Below the line is a question on a practice test. The table actually has all the solutions filled in. However, I need clarification upon why the solutions are what they are. (Read the question below the horizontal line).
For example, I would really like to understand the solution row for A2 and A3.
As I see it, you have the following situation going on in A2:
- x * y
- xy * r
- xyr * z
Now, let’s look at how that’d be in the pipeline:
|1|2|3|4|5|6|7|8 |9|10|11|12|13|14|15|16|17|18|19|20|21|
| | | | | | | | | | | | | | | | | | | | | |
{ x * y } | | | | | | | | | | | | | | | | |
{ xy * r } | | | | | | | | | | | | |
{ xyr * z } | | | | | | | | |
//next iteration, which means different x, y and z's| |
{x2 * y2 } | | | | | | | |
{x2y2 * r } // this is dependent on both previous r and x2y2
{x2y2r * z }
So we are able to overlap xyr * z and x2 * y2, because there are no dependency conflicts. However, that is only getting rid of 3 cycles right?
So it would still be (12 – 3) / 3 = 9 / 3 = 3 Cycles Per Element (three elements). So how are they getting 8/3 CPE for A2?
Any help understanding this concept will be greatly appreciated! There’s not a big rush, as the test isn’t til next week. If there is any other information you need, please let me know!
(Below is the full test question text, along with the table completely filled in with the solutions)
Consider the following function for computing the product of an array of n integers.
We have unrolled the loop by a factor of 3.
int prod(int a[], int n) {
int i, x, y, z;
int r = 1;
for(i = 0; i < n-2; i += 3) {
x = a[i]; y = a[i+1]; z = a[i+2];
r = r * x * y * z; // Product computation
}
for (; i < n; i++)
r *= a[i];
return r;
}
For the line labeled Product computation, we can use parentheses to create five different
associations of the computation, as follows:
r = ((r * x) * y) * z; // A1
r = (r * (x * y)) * z; // A2
r = r * ((x * y) * z); // A3
r = r * (x * (y * z)); // A4
r = (r * x) * (y * z); // A5
We express the performance of the function in terms of the number of cycles per element
(CPE). As described in the book, this measure assumes the run time, measured in clock
cycles, for an array of length n is a function of the form Cn + K, where C is the CPE.
We measured the five versions of the function on an Intel Pentium III. Recall that the integer multiplication operation on this machine has a latency of 4 cycles and an issue time of 1 cycle.
The following table shows some values of the CPE, and other values missing. The measured
CPE values are those that were actually observed. “Theoretical CPE” means that performance
that would be achieved if the only limiting factor were the latency and issue time of
the integer multiplier.
Fill in the missing entries. For the missing values of the measured CPE, you can use the
values from other versions that would have the same computational behavior. For the values
of the theoretical CPE, you can determine the number of cycles that would be required for
an iteration considering only the latency and issue time of the multiplier, and then divide by 3.

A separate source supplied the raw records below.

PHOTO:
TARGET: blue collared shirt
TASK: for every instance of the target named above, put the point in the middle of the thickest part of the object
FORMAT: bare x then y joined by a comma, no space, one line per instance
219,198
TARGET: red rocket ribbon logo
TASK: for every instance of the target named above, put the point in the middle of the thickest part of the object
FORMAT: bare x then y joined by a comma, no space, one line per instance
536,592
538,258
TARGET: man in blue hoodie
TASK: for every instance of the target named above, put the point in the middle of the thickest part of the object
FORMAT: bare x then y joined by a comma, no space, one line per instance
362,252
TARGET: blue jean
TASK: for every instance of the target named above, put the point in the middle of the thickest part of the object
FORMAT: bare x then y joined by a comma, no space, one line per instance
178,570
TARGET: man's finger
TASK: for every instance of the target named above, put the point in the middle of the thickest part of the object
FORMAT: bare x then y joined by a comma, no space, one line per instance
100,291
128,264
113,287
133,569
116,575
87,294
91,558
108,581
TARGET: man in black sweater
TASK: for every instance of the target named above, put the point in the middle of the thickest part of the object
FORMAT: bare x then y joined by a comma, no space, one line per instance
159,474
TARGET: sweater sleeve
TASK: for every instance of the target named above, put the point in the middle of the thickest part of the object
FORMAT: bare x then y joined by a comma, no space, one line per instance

Without knowing the CPU architecture, we can only guess.
My interpretation would be that the timing diagram only shows part of the pipeline, from gathering the operands to writing the result, because this is what is relevant to dependency resolution.
Now, the big if: If there is a buffer stage between the dependency resolver and the execution units, it would be possible to start the third multiplication of the first group (3) and the first multiplication of the second group (4) both at offset 8.
As 3 is dependent on 2, it does not make sense to use a different unit here, so 3 is queued to unit 1 right after 2. The following instruction, 4 is not dependent on a previous result, so it can be queued to unit 2, and started in parallel.
In theory, this could happen as early as cycle 6, giving a CPE of 6/3. In practice, that is dependent on the CPU design.